Re: [PATCH] mm/page_alloc: add cond_resched in __drain_all_pages()

MengEn Sun <mengensun88@xxxxxxxxx> · Wed, 8 Jan 2025 01:39:38 +0800

Hi, David 
> 
> >  		else
> >  			drain_pages(cpu);
> > +		cond_resched();
> >  	}
> >  
> >  	mutex_unlock(&pcpu_drain_mutex);
> 
> This is another example of a soft lockup that we haven't observed and we 
> have systems with many more cores than 64.

It seems that the cause of this issue is not related to the number of CPUs,
but rather more to the ratio of memory capacity to the number of CPUs, or
the total memory capacity itself.

For example, my machine has 64 CPUs and 256 GB of memory, with a single
NUMA node. Under the current kernel, for a single zone, the amount of memory
that can be allocated to the PCP (Per-CPU Pool) across all CPUs is
approximately one-eighth of the total memory in that zone.

So, in the worst-case scenario on my machine:
The total memory in the NORMAL zone is about 32 GB (one-eighth of the total),
and with 64 CPUs, each CPU can receive approximately 512 MB of memory in the
worst case.
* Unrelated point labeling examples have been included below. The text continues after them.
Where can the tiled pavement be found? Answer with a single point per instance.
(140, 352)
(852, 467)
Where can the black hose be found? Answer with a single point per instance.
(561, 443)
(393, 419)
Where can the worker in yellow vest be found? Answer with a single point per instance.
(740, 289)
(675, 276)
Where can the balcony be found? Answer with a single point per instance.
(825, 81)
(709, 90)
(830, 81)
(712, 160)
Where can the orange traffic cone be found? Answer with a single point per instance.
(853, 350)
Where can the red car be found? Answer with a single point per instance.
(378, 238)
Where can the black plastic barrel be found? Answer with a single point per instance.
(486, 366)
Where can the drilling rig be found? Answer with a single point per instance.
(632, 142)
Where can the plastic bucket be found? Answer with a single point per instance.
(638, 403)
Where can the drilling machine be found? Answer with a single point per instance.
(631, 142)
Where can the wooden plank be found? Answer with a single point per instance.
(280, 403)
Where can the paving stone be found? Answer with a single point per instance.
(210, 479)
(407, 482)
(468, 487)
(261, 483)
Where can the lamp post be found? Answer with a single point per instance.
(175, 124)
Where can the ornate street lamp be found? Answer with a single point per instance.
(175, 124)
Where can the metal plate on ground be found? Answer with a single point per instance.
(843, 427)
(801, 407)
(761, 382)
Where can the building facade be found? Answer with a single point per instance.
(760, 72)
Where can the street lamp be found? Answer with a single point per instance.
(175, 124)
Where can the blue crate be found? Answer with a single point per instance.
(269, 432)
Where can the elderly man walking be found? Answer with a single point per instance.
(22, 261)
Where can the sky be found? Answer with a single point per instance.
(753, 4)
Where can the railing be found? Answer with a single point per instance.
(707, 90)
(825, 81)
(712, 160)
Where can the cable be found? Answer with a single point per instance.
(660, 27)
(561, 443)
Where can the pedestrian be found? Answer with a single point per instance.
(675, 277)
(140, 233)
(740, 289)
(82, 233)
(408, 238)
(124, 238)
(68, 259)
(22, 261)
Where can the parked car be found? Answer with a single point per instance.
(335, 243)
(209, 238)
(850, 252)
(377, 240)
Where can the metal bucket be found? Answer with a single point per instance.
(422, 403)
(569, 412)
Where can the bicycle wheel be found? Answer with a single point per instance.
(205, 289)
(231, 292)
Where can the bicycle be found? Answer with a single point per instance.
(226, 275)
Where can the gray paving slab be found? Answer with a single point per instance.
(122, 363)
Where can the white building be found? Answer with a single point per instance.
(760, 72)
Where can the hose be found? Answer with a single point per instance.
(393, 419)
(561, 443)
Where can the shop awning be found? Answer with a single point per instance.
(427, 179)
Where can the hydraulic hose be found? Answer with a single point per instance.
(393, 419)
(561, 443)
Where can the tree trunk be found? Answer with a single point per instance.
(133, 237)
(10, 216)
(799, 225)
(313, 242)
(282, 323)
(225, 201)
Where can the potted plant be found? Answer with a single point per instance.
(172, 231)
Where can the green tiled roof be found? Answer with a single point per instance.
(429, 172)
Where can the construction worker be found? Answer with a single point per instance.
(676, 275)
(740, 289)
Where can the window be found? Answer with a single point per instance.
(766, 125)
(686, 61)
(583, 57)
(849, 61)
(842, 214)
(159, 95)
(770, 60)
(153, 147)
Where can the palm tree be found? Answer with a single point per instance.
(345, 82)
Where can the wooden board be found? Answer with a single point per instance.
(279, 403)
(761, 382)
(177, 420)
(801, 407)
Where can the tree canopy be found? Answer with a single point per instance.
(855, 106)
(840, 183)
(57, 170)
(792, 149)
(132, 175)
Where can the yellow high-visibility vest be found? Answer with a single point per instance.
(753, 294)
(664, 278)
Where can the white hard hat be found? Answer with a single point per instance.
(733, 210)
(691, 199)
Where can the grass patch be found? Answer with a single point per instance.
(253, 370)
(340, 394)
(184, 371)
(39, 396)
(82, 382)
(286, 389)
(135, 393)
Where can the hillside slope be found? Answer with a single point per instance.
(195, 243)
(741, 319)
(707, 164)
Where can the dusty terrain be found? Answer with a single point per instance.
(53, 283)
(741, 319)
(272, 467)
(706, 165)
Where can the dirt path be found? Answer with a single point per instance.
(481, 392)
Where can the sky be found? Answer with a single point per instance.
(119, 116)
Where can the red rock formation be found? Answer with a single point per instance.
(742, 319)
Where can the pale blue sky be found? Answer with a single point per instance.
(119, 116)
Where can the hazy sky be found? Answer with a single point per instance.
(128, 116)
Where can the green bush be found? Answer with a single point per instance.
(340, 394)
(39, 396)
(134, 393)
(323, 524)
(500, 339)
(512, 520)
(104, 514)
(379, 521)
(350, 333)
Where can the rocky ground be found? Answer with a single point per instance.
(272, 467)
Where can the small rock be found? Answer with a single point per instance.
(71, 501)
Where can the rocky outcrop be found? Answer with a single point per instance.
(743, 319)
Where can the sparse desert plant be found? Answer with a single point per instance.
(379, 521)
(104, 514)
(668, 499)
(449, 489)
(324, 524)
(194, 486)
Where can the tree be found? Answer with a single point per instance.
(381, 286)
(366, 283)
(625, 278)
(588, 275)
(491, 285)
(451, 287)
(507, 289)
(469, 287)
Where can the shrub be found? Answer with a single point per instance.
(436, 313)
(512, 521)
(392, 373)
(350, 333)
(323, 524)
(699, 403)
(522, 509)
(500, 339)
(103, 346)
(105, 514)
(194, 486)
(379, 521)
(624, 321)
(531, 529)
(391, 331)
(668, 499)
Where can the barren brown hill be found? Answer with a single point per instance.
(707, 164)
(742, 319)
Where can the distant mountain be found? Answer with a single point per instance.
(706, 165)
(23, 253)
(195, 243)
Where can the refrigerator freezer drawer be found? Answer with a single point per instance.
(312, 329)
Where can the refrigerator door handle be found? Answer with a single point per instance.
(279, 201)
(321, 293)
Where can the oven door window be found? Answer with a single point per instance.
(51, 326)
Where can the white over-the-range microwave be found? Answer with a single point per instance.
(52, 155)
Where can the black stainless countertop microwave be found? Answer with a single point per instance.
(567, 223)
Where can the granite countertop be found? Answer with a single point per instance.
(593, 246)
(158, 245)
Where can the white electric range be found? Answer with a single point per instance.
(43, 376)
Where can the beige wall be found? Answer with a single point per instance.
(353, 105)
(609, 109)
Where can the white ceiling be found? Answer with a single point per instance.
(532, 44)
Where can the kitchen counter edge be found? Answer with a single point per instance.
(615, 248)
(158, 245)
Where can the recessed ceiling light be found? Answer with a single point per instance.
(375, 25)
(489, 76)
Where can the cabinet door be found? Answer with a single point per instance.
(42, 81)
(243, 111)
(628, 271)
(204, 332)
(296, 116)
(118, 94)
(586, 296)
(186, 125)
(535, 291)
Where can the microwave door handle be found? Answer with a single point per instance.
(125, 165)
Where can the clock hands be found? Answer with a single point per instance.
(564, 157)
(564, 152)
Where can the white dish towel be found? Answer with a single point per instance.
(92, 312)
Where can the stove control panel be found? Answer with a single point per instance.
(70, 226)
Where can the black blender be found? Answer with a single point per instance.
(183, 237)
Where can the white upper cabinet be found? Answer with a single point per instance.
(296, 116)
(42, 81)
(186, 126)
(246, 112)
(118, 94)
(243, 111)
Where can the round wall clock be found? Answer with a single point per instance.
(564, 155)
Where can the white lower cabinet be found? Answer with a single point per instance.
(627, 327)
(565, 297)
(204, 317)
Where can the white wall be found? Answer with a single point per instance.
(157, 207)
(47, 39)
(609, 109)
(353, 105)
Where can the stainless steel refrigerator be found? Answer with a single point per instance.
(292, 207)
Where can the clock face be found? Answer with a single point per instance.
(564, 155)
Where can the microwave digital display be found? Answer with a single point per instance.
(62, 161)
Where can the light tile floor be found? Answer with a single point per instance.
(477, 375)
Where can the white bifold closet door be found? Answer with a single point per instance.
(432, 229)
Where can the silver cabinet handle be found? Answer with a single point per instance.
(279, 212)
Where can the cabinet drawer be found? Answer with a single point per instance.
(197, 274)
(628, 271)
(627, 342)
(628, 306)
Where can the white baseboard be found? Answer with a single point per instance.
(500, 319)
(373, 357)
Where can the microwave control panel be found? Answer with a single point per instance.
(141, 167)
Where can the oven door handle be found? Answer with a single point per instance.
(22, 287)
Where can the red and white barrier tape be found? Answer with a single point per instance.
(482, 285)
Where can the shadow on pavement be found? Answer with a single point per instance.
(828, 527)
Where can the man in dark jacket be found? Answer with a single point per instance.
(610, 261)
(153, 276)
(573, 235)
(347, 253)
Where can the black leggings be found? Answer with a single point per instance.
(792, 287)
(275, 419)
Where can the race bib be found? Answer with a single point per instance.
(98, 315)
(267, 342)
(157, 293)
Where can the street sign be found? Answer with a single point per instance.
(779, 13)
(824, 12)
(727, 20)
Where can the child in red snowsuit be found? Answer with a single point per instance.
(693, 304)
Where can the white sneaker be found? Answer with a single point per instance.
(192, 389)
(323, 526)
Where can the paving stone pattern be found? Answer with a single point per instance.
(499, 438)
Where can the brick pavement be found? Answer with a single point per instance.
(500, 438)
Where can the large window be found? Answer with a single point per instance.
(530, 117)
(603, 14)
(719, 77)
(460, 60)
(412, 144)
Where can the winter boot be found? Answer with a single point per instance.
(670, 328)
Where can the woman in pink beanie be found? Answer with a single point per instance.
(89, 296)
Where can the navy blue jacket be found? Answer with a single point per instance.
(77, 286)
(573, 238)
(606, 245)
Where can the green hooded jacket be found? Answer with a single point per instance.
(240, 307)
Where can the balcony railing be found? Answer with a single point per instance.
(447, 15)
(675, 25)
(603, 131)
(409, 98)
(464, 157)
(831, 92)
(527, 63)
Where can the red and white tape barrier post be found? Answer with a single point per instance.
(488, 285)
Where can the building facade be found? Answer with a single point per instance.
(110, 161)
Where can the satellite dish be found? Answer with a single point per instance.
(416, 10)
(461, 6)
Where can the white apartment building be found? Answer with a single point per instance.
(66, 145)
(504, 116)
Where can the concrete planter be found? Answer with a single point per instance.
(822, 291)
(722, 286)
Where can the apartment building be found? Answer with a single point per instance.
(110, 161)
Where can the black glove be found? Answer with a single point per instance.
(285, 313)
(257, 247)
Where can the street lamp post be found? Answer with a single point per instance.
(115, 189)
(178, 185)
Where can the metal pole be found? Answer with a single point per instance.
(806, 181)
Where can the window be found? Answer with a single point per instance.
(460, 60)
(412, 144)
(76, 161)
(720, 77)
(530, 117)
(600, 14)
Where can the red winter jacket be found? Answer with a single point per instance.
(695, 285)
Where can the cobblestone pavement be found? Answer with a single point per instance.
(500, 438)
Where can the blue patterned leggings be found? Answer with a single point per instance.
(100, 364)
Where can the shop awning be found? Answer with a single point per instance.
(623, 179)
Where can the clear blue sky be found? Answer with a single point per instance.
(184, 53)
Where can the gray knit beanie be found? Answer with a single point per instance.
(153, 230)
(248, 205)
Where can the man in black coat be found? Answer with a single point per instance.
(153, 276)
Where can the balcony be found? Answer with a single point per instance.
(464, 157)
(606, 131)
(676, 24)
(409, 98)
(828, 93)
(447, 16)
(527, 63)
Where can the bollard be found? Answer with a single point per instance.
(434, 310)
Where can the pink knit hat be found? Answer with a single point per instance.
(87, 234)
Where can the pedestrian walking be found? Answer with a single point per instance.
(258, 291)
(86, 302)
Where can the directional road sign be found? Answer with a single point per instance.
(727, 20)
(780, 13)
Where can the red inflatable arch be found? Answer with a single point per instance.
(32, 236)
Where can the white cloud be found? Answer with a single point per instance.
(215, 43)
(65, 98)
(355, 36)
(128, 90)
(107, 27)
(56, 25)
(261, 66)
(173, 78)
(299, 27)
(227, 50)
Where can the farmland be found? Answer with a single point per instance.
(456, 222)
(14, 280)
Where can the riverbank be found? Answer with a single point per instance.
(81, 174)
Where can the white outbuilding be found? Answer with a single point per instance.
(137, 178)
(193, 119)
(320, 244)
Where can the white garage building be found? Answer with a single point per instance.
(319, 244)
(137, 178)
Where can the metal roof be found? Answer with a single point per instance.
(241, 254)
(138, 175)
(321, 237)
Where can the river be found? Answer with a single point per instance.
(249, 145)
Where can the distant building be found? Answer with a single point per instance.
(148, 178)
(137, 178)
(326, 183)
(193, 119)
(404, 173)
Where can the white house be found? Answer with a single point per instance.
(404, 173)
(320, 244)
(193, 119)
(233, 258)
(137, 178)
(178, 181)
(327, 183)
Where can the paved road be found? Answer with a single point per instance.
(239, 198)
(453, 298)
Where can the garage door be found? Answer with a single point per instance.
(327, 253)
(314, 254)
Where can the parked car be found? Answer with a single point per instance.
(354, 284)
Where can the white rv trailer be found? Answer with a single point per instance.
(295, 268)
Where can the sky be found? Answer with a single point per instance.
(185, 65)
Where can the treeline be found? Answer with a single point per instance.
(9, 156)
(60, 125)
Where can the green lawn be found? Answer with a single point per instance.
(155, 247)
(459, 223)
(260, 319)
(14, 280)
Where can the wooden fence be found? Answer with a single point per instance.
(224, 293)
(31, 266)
With a page size of 4 KB, this means each CPU has about 128,000
(100K+) pages in the PCP.

Although the PCP auto-tune algorithm starts to compress the PCP capacity when
memory is tight (for example, when it falls below the high watermark or
during memory reclamation in the zone), this relies on memory allocation and
release on the CPU or a delayed work to trigger this action.   However, the
delayed work and memory allocation/release actions are not very controllable.

> 
> Is this happening because of contention on pcp->lock or zone->lock?  I 
> would assume the latter, but best to confirm.

You are right, because we are conducting memory stress testing, and
zone->lock is indeed a hotspot.

> I think this is just papering over a scalability problem with zone->lock.  
> How many NUMA nodes and zones does this 223GB system have?
> 
> If this is a problem with zone->lock, this problem should likely be 
> addressed more holistically.

You are right; the zone->lock issue can indeed become a hotspot in larger
machines. However, I feel that fundamentally solving it is not very easy.

This PCP feature adopts an approach of aggregating tasks for batch
processing.

Another idea is to break the critical sections into smaller ones, but
I'm not sure if this approach is feasible.

Best Regards